Bernoulli’s Principle—Bernoulli’s Equation at Constant Depth

In this figure, we found that the speed of water in a hose increased from 1.96 m/s to 25.5 m/s going from the hose to the nozzle. Calculate the pressure in the hose, given that the absolute pressure in the nozzle is \(1\text{.}\text{01}×{\text{10}}^{5}\phantom{\rule{0.25em}{0ex}}{\text{N/m}}^{2}\) (atmospheric, as it must be) and assuming level, frictionless flow.

Strategy

Level flow means constant depth, so Bernoulli’s principle applies. We use the subscript 1 for values in the hose and 2 for those in the nozzle.
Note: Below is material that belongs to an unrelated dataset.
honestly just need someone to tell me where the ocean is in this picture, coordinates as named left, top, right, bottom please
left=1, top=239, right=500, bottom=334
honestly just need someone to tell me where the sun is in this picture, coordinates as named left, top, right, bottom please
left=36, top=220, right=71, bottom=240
We are thus asked to find \({P}_{1}\).

Solution

Solving Bernoulli’s principle for \({P}_{1}\) yields

\({P}_{1}={P}_{2}+\cfrac{1}{2}{\mathrm{\rho v}}_{2}^{2}-\cfrac{1}{2}{\mathrm{\rho v}}_{1}^{2}={P}_{2}+\cfrac{1}{2}\rho ({v}_{2}^{2}-{v}_{1}^{2})\text{.}\)
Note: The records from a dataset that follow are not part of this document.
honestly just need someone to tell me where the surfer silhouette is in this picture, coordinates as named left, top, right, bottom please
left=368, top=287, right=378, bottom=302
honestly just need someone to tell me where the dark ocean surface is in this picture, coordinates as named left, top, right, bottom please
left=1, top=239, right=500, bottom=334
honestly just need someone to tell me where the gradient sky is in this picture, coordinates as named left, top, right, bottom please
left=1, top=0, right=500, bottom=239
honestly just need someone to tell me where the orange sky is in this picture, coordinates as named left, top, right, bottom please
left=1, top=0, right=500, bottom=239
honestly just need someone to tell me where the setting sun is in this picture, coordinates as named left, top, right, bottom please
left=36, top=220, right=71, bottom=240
Substituting known values,

\(\begin{array}{lll}{P}_{1}& =& 1\text{.}\text{01}×{\text{10}}^{5}\phantom{\rule{0.25em}{0ex}}{\text{N/m}}^{2}\\ & & \text{}+\cfrac{1}{2}({\text{10}}^{3}\phantom{\rule{0.25em}{0ex}}{\text{kg/m}}^{3})[(\text{25.5 m/s}{)}^{2}-(\text{1.96 m/s}{)}^{2}]\\ & =& 4.24×{\text{10}}^{5}\phantom{\rule{0.25em}{0ex}}{\text{N/m}}^{2}\text{.}\end{array}\)

Discussion

This absolute pressure in the hose is greater than in the nozzle, as expected since \(v\) is greater in the nozzle. The pressure \({P}_{2}\) in the nozzle must be atmospheric since it emerges into the atmosphere without other changes in conditions.